As for how this plays out, Kindig expects “nice moves by 2027” for AMD, which Wall Street has some mixed opinions on. Morgan Stanley recently downgraded AMD, saying investor expectations are far too high for what it can deliver on AI, while others argue the tech company deserves more attention.

Up 152% so far this year, Nvidia stock is crushing AMD’s gain of 8.7%.

Kindig identifies a major hurdle for AMD: Nvidia has 98% of the GPU market (a graphics processing unit is a chip that has been around for a while and is now essential for machine learning) due to the highly advanced CUDA programming platform that developers prefer .

She says they think AMD can find its “niche” here, explaining that while an AMD GPU costs around $10,000 to $15,000, Nvidia’s costs $30,000 to $40,000. And that could be attractive to some big tech companies looking to save some money, although large companies and smaller companies likely have no choice but to choose Nvidia, she adds.

What she wants to see is: “AMD finds that niche… and potentially gives that lower total cost of ownership to big tech companies with these huge capex budgets so they can get their own engineers working with AMD GPUs anyway. Since they can already design that custom silicon, they can certainly work with AMD GPUs,” she said.

The analyst touched on other AI-related stocks, such as Dell DELL, whose shares recently took a hit after earnings results showed rising demand for AI, but expressed concern that the company isn’t making enough money on its AI servers.

Kindig said Dell is a “great company to watch.”
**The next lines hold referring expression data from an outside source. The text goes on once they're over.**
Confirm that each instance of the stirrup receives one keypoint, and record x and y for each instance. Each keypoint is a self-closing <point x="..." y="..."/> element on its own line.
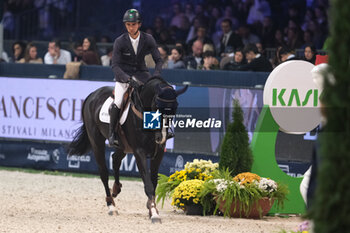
<point x="170" y="135"/>
<point x="115" y="142"/>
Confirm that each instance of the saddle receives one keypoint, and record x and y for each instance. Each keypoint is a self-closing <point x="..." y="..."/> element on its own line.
<point x="123" y="110"/>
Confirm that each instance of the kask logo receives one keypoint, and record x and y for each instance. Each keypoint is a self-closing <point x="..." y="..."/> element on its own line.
<point x="151" y="120"/>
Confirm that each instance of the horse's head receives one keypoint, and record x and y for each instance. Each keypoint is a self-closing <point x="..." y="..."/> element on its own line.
<point x="157" y="94"/>
<point x="166" y="101"/>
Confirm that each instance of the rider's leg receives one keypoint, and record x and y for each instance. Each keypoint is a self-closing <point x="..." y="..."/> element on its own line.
<point x="114" y="112"/>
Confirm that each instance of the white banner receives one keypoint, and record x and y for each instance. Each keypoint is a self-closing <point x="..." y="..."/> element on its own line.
<point x="43" y="109"/>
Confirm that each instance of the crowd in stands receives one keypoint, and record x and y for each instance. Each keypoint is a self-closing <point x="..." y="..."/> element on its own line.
<point x="227" y="35"/>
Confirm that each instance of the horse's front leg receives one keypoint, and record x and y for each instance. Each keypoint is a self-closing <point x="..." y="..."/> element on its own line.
<point x="145" y="173"/>
<point x="117" y="159"/>
<point x="99" y="152"/>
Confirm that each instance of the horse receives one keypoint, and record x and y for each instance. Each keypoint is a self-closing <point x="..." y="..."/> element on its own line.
<point x="156" y="94"/>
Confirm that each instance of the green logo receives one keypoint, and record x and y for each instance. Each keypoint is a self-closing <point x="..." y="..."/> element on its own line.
<point x="277" y="96"/>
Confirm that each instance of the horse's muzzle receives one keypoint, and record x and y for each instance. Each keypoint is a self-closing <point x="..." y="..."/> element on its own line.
<point x="160" y="136"/>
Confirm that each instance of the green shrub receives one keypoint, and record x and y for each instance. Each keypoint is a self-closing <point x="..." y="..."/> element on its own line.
<point x="236" y="154"/>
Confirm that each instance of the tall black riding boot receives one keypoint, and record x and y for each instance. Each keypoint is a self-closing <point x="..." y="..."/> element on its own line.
<point x="114" y="112"/>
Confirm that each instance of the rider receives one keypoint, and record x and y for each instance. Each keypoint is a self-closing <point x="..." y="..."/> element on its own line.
<point x="128" y="62"/>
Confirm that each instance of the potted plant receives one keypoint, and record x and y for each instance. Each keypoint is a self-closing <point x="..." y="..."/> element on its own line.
<point x="201" y="170"/>
<point x="186" y="197"/>
<point x="198" y="169"/>
<point x="245" y="195"/>
<point x="236" y="154"/>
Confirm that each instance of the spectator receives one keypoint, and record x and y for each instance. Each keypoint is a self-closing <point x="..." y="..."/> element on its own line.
<point x="278" y="39"/>
<point x="230" y="40"/>
<point x="201" y="34"/>
<point x="228" y="15"/>
<point x="209" y="61"/>
<point x="256" y="62"/>
<point x="276" y="60"/>
<point x="158" y="26"/>
<point x="293" y="38"/>
<point x="319" y="37"/>
<point x="310" y="54"/>
<point x="287" y="54"/>
<point x="163" y="50"/>
<point x="106" y="59"/>
<point x="196" y="23"/>
<point x="90" y="55"/>
<point x="208" y="47"/>
<point x="258" y="10"/>
<point x="261" y="49"/>
<point x="267" y="32"/>
<point x="165" y="38"/>
<point x="175" y="59"/>
<point x="237" y="61"/>
<point x="308" y="38"/>
<point x="178" y="16"/>
<point x="77" y="51"/>
<point x="247" y="36"/>
<point x="31" y="55"/>
<point x="189" y="12"/>
<point x="195" y="60"/>
<point x="56" y="55"/>
<point x="18" y="49"/>
<point x="214" y="17"/>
She explains that rival Super Micro SMCI, which also makes AI servers, is nearing production capacity.

“Dell is a very, very big company, even though they have small margins, operating on such a large scale means you just have more money, more profit power… so Super Micro now needs to go out and raise more money” , she says. said.

And the markets are becoming more sensitive to companies that need to raise money right now because of the wariness of anyone or a big company needing to borrow money.

Although Super Micro is a “great” company, Kindig said she owned it last year and closed that position and moved to Dell. “Where will Nvidia or AMD go after Super Micro reaches production capacity? Our guess is Dell.”